Warum das so war? Nach den Unabhängigkeitserklärungen der Staaten Lateinamerikas konnten Spanien bzw. Portugal in den frisch und zutiefst patriotisch geschriebenen Hymnen nicht gut wegkommen, doch späterhin wollte man ja gute Beziehungen zur einstigen Kolonialmacht, sodass die Spanien-feindlichen Passagen wieder gelöscht wurden: so z.B. in den Hymnen

  • Argentiniens,
  • Uruguays,
  • Chiles,
  • Brasiliens und
  • Kubas;

… dass Hymnen zwar Kunstlieder sind, aber das eine oder andere Mal auch schon das Volk selbst einmal einen Vers dazu dichten durfte, so z.B. in der Hymne

  • Perus die Strophe „Largo tiempo el peruano oprimido“. Das aber galt nur vier Jahre lang, danach wurde genau diese Strophe von der Regierung höchstselbst wieder aus dem Text entfernt;

… dass selbst profunde Revolutionen des 20. Jahrhunderts ihr eigenes Liedgut nicht als Nationalhymne durchsetzten, so in

  • Nicaragua, etwa mit „Nicaragua, Nicaragüita“ und
  • in Kuba, etwa mit „El hymno/La Marcha del 26 de Julio“, hier blieb vielmehr die Bayamesa als Hymne erhalten, zu Recht, denn auch sie ist ja revolutionär … wenn auch schon aus den Zeiten des Unabhängigkeitskampfes;

… dass lateinamerikanischen Hymnen in der Regel der Maskulinität frönen, es aber (mindestens) eine Ausnahme auf dem Subkontinent gibt:

  • das ist Honduras, das in seinem Hymnentext immerhin eine „india virgen“ erwähnt (aber ob das gerade der Frauenemanzipation dienlich ist?!);

choir-pixabay_cc… welche lateinamerikanische Hymne die schönste ist?

  • Die Antwort darauf kann ja gar nicht objektiv sein: Interessant aber ist, dass fast alle Lateinamerikaner:innen ihre eigene Nationalhymne (nur) als die zweitschönste empfinden … nach der französischen Marseillaise; bei internationalen Befragungen – hier nach der sowjetischen Hymne und der Marseillaise – gelten von den lateinamerikanischen die mexikanische als die schönste und die uruguayische bzw. kolumbianische Hymne (zusammen mit der Nordkoreas, Kasachstans oder Irak) als die hässlichsten (das wird von den Angehörigen dieser beiden Nationen natürlich gaaaanz anders gesehen);
  • Sie fragen nach meiner Favoritin?

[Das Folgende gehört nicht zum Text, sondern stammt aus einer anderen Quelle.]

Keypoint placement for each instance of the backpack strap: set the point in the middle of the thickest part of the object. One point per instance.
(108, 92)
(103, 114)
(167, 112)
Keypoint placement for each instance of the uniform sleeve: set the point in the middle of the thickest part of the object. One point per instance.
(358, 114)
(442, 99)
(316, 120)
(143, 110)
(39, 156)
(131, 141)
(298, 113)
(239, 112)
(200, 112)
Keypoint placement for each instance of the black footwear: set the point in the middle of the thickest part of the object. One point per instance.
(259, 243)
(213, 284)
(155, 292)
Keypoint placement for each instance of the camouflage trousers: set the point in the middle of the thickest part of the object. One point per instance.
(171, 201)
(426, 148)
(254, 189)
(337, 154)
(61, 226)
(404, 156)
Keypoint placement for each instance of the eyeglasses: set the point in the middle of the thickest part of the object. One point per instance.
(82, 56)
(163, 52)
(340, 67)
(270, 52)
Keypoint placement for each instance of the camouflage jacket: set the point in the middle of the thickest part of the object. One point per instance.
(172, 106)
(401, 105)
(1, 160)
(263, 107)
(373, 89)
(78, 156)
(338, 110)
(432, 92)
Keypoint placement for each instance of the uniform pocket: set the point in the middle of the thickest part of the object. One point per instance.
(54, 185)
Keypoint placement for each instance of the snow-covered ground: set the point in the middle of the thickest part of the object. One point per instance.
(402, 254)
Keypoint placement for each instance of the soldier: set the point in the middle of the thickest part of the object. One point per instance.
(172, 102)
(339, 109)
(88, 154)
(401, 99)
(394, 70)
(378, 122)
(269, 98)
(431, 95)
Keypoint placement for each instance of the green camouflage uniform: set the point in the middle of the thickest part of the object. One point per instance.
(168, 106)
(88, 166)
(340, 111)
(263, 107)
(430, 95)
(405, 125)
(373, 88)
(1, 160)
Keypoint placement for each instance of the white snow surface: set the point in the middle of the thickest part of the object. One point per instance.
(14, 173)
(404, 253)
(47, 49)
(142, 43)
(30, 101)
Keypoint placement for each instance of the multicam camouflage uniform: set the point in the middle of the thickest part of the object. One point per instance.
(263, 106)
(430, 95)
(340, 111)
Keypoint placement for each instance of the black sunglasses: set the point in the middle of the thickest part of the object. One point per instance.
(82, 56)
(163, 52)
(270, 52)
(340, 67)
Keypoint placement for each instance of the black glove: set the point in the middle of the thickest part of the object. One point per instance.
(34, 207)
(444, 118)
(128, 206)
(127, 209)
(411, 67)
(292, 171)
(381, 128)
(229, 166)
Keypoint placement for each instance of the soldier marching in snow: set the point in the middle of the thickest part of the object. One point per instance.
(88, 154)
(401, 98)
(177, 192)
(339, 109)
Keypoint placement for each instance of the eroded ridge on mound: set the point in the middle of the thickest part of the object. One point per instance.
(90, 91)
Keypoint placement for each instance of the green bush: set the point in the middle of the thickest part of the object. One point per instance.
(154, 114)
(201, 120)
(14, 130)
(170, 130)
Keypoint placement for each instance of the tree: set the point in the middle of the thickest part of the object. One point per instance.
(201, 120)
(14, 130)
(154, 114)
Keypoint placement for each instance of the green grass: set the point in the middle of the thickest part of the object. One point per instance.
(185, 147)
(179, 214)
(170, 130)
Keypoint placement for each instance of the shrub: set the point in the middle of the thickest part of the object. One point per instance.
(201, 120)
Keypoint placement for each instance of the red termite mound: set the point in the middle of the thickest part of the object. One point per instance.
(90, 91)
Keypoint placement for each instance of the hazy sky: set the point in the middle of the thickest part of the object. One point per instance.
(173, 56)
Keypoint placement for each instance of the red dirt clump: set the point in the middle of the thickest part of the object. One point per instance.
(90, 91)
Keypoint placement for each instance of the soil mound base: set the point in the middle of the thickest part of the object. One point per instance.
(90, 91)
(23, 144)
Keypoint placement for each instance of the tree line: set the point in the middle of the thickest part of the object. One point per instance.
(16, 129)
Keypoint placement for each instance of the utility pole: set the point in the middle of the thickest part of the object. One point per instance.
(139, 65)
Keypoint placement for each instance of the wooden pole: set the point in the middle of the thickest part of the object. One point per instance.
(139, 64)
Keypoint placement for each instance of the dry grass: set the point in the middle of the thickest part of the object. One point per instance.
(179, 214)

Auch gaaanz eindeutig … die argentinische! Sie wundern sich, dass die argentinischen Fußballer ihre Hymne dennoch, obwohl sie doch so schön ist, nie vor ihrem Spiel mitsingen …?! Anders als ihr spanisches Pendant hat sie doch durchaus einen Text! Und die Fußballer aus diesem Land haben auch nicht das Özil-Problem! Nein, es ist das – wunderschöne – Intro, das einfach genauso lang (1min 10 sek) dauert wie die bei Fußballspielen für Hymnen grundsätzlich anberaumte Zeit.

 

P.S. Na, haben Sie herausgefunden, zu welcher Hymne das Notenblatt am Anfang gehört? Schreiben Sie es doch in die Kommentarspalte, wir honorieren Richtiges beim ersten Mal durch explizites Wohlwollen, auch „Lob“ genannt, wenn auch kein hymnisches.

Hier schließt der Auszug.